I felt exhausted when I’d finished. Exhausted and very relived. Just getting it out of my head without anyone interrupting or feeling like I had to talk was brilliant. I love having this journal but just having a giant, blank piece of paper that I could brain dump onto was very therapeutic.

‘Sorry, Mum.’ I wanted to apologise for my outburst in the uniform shop.

She just laughed and said, ‘It’s amazing the lengths you’ll go to, to get out of uniform shopping.’ She told me that she has sometimes done this with a giant piece of paper too and that she feels a bit scared about starting the new job! It was nice to know that what I was feeling was completely normal! It turns out that grown-ups aren’t all that sorted either. I think I’ll sleep well tonight as for the first time in ages my head doesn’t feel like it’s spinning. There’s a lot to be said for a decent brain dump!

Thirteen

Only two days until I start school. The fear keeps coming and going. Ever since my mini breakdown in the uniform shop I’ve been feeling a lot calmer. I decided that I’d write to my friends so that at least I had said some of the things I wanted to say.

Hey,

I’m about to start the new school and it has made me think about you. I just wanted to write and say thank you for all those years of friendship. I have so many happy memories, like when we thought it would be funny to burn an incense stick in the English lesson and the new teacher lost it trying to figure out where the smell was coming from. Dropping the bag of sweets that we shouldn’t have been eating in the French class was another highlight and not embarrassing at all! We’ve had a lot of fun and I am really going to miss you. I hope you don’t miss me too much as you start the dreaded Year 11. Good luck. You know I’m just a phone call away if you want to catch up and if you ever want to come and stay it would be great to see you.

Miss you,

Dani x

It was a relief once I’d posted them really; I didn’t want to constantly be wondering if I could have done more and at least this way I’ve hopefully made them smile.

One of the other things that I didn’t realise I’d been worrying about was leaving Reggie. Apart from a few trips into town, Mum and I hadn’t really left him on his own.
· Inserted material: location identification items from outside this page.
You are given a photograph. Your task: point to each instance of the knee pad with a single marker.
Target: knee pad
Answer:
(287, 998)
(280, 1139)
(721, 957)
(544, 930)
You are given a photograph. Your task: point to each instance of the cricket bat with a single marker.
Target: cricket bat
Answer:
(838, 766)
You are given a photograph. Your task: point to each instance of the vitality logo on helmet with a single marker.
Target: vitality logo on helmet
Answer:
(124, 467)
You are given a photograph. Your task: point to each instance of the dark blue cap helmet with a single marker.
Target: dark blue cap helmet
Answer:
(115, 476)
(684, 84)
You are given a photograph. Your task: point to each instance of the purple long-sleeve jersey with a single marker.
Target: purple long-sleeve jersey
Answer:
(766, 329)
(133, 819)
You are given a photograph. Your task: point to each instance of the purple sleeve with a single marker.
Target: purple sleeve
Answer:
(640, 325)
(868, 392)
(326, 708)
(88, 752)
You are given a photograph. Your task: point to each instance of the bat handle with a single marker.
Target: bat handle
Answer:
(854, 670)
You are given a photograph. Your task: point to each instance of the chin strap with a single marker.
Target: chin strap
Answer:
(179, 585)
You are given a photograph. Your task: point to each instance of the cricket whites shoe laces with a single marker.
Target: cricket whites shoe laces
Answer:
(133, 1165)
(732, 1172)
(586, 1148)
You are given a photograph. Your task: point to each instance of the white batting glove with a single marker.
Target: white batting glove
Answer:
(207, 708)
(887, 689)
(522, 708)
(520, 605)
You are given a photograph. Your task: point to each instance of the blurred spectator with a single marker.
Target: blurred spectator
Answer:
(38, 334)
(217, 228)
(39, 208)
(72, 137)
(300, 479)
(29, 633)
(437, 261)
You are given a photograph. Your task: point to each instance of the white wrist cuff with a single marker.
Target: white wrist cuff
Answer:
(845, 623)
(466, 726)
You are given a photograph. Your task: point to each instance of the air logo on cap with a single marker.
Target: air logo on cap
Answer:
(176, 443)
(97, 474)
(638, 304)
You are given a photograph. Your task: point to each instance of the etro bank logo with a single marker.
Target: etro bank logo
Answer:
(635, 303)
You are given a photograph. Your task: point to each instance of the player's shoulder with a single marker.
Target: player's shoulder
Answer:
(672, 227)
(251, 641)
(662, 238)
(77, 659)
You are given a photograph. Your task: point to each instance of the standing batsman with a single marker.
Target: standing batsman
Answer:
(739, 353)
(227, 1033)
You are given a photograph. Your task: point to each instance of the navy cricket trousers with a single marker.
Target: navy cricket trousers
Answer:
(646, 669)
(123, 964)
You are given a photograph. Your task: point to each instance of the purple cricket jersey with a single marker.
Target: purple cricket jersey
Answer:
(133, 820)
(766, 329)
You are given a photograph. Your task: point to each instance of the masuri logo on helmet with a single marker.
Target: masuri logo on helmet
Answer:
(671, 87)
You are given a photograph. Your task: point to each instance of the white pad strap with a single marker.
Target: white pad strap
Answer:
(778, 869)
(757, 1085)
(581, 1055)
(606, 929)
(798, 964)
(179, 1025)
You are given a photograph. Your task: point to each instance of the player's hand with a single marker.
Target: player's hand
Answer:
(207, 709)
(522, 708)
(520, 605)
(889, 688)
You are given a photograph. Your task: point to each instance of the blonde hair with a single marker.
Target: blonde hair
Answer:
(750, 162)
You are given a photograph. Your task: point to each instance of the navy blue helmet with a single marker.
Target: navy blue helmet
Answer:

We’ve started to get him into a routine this week and I’m feeling a bit better about it now. It turns out that once he’s had his long morning walk and his breakfast he’ll happily just go to sleep! He wakes up when the
post is delivered and lets the world know he’s here, but otherwise he is sound asleep. When Mum starts work it’s going to be my job to walk him. I’ve been taking him by myself and he’s perfectly well behaved. I also feel really safe when I’m out with him. All of these things had been playing on my mind and once I’d written them down I knew that I could do something about it. Mum had been worried about me going walkies on my own too, so it’s easing her worries that I’m enjoying it so much. The big park near where we live thankfully has street lights all around it, so even when it starts to get dark it will be okay. Mum had thought about all of these things when we moved. All I thought about was how to arrange my room!